Rappelons brièvement les faits... Le 27 septembre 1849, l'écrivain américain Edgar Allan Poe, qui songe à se marier, quitte brusquement Richmond et sa compagne pour se rendre à New York. Une fois à bord du bateau, pour une raison inconnue, il change d'avis et on le retrouve ivre et délirant le 29 septembre chez le Dr Nathan, à Baltimore. Puis il disparaît de nouveau pendant quelques heures. Le 3 octobre au soir, les vêtements déchirés et souillés, il délire dans une salle de vote (des élections avaient lieu ce jour-là). Admis au Washington Hospital, il restera en pleine crise de delirium tremens pendant plusieurs jours avant de succomber le dimanche 7 octobre.

Que s'est-il passé pendant cette semaine fatidique? Nul ne le sait vraiment, même si les biographes de Poe, fort nombreux, proposent chacun leur version des faits. Pour les auteurs de polars, cet épisode mystérieux dans la vie du poète est une formidable source d'inspiration qu'ils n'ont pas manqué d'exploiter, parfois de manière très originale. Ainsi Matthew Pearl, auteur du bestseller érudit Le cercle de Dante, revient sur cet épisode dans L'ombre de Poe, un polar historique touffu mettant en scène Quentin Hobson Clark, un jeune avocat de Baltimore et grand admirateur de Poe. Révolté par les articles calomnieux publiés après la mort de l'écrivain, découragé par l'inaction de la police, qui ne voit rien de louche dans cette fin tragique, Clark est bien décidé à blanchir la réputation de Poe et à prouver qu'il a été victime d'un complot.

Pour ce faire, il se rend à Paris pour rencontrer le modèle vivant du chevalier Dupin, le premier limier de la littérature policière, seul habilité à faire toute la lumière sur les événements. À sa grande surprise, il découvre que deux personnes revendiquent le titre de détective modèle: un type bizarre dénommé Duponte, bien connu de la police, et un certain baron Dupin. Qui dit vrai? Les deux énergumènes se rendront en Amérique dans des conditions rocambolesques. La mémoire de Poe sera réhabilitée, le mystère de sa mort éclairci, mais à quel prix!

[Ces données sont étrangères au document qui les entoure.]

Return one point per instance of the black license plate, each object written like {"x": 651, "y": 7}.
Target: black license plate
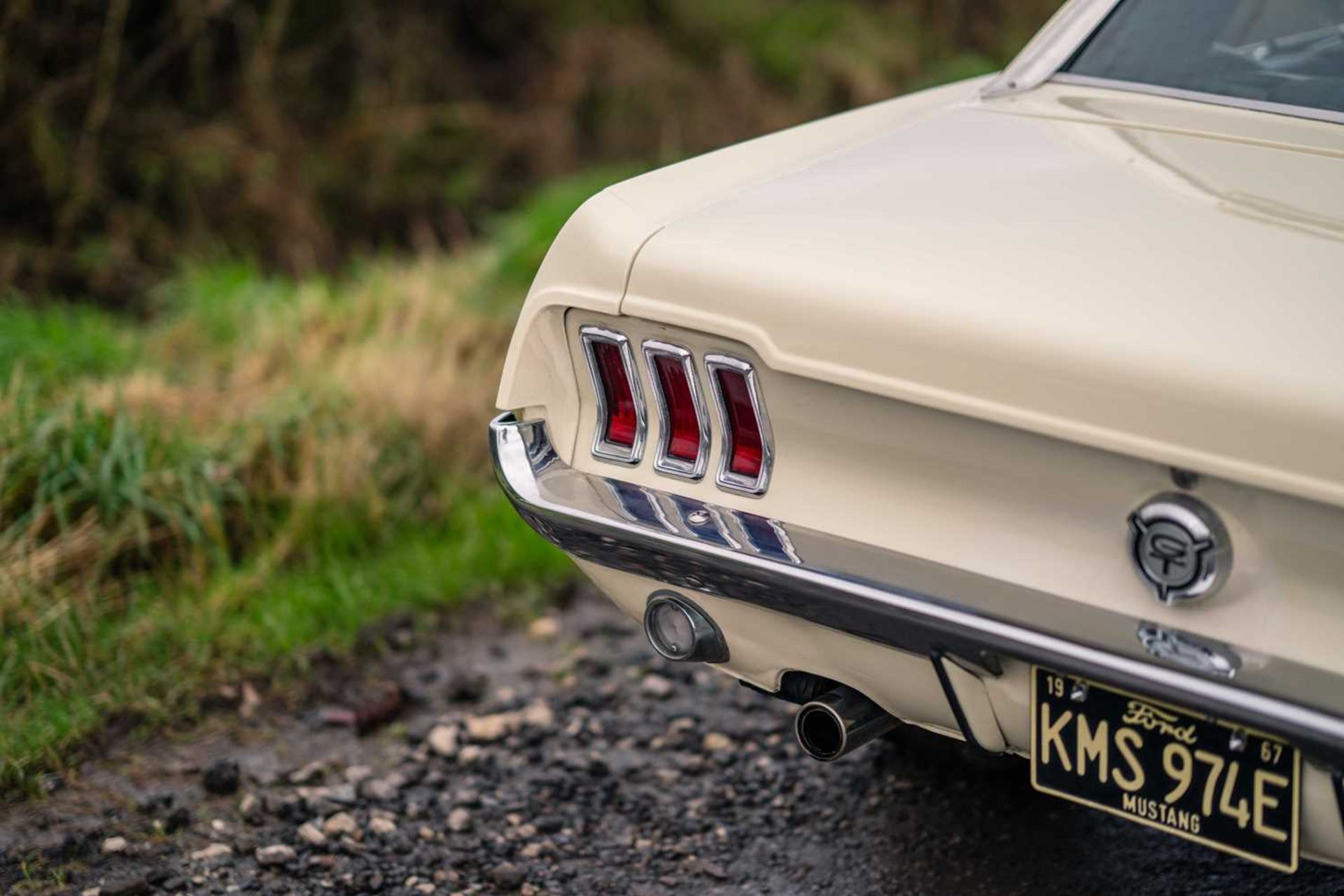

L'ombre de Poe est une oeuvre labyrinthique, dense, érudite, riche en détails historiques et en événements tragiques. Les lecteurs friands d'anecdotes historiques ainsi que les admirateurs de Poe y trouveront largement leur compte, tandis que les amateurs de polars plus traditionnels risquent d'être rebutés par l'absence de suspense et le foisonnement parfois étouffant d'information.

Dans ce roman, Matthew Pearl propose une reconstitution plausible des événements qui ont mené à la mort de Poe, basée sur de nombreux documents et témoignages. Ce qui n'est pas le cas de Fabrice Bourland, qui, dans La dernière enquête du chevalier Dupin, revient sur les mêmes événements mais dans un contexte et avec une approche totalement différents.

L'action se transpose à Paris où Auguste Dupin, secondé par Carter Randolph (clin d'oeil à H.P. Lovecraft) enquête sur la fin tragique du poète Gérard de Nerval, trouvé pendu aux barreaux d'une grille dans une sordide rue de la Vieille Lanterne. Le poète français s'est-il suicidé dans un moment de folie ou a-t-il été assassiné? Les indices étranges s'accumulent: une momie égyptienne, un daguerréotype et un corbeau solitaire qui rappelle à Dupin une autre affaire: celle de la mort d'Edgar Poe. Ce mini-polar est un exercice de style érudit d'une centaine de pages dans lequel Bourland joue résolument la carte de l'occultisme et du fantastique, tout en rendant hommage à quelques écrivains, dont Poe, Lovecraft, Nerval et Dumas. Ses théories fantaisistes ne se retrouveront dans aucune histoire littéraire, mais elles sont la matière d'une intrigue amusante, sans prétention, agréable à lire.